Schizophrenia is a chronic psychiatric disorder marked by cognitive deficits associated with prefrontal cortical dysfunction, particularly in Broadmann Area 10 (BA 10), where gray matter reduction is observed. The genetic mechanisms behind these abnormalities remain unclear. Therefore, it is of interest to analyze altered gene expression and pathways in the prefrontal cortex of schizophrenia patients. We used two GEO datasets - GSE12654 (discovery) and GSE17612 (validation) and differential gene expression was assessed between schizophrenia patients and healthy controls.

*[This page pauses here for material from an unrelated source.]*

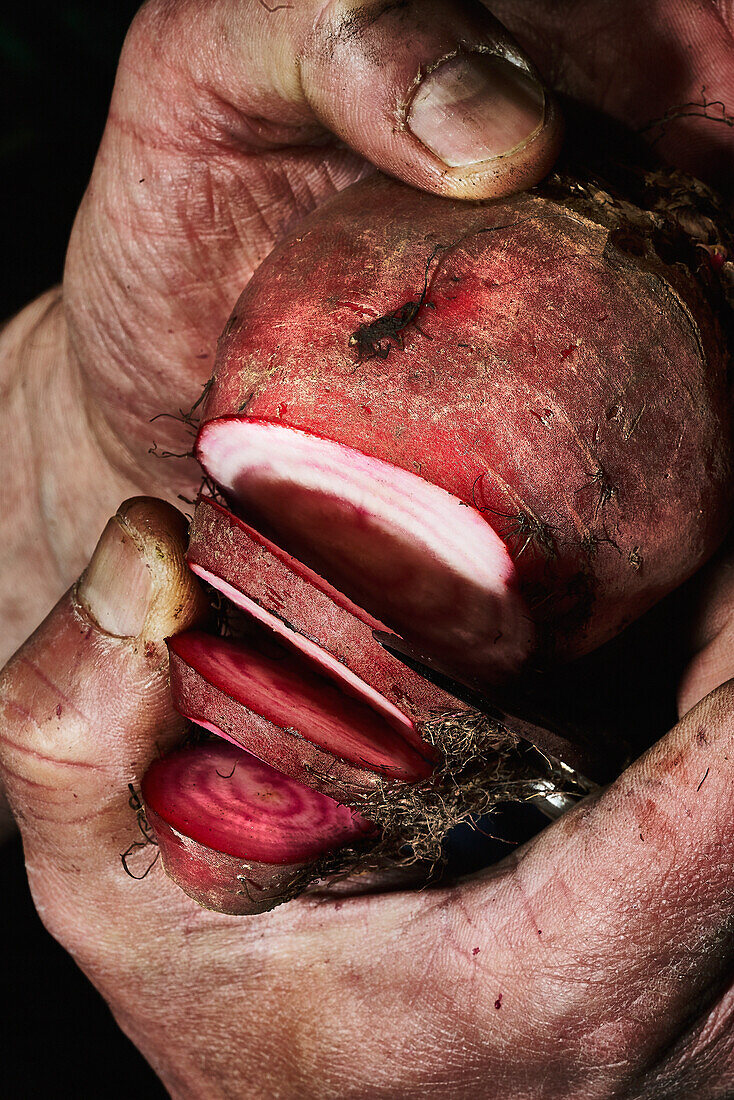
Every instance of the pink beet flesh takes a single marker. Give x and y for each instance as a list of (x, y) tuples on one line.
[(307, 614), (412, 554), (233, 832), (276, 706)]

Validation confirmed three upregulated genes (S100A9, S100A8, BCL2A1) and one downregulated gene (CBLB), with protein interaction analysis revealing that upregulated genes were linked to immune and apoptotic processes, while downregulated genes suppressed EGF pathways. These findings suggest immune dysfunction and gray matter loss in schizophrenia, highlighting potential biomarkers and therapeutic targets.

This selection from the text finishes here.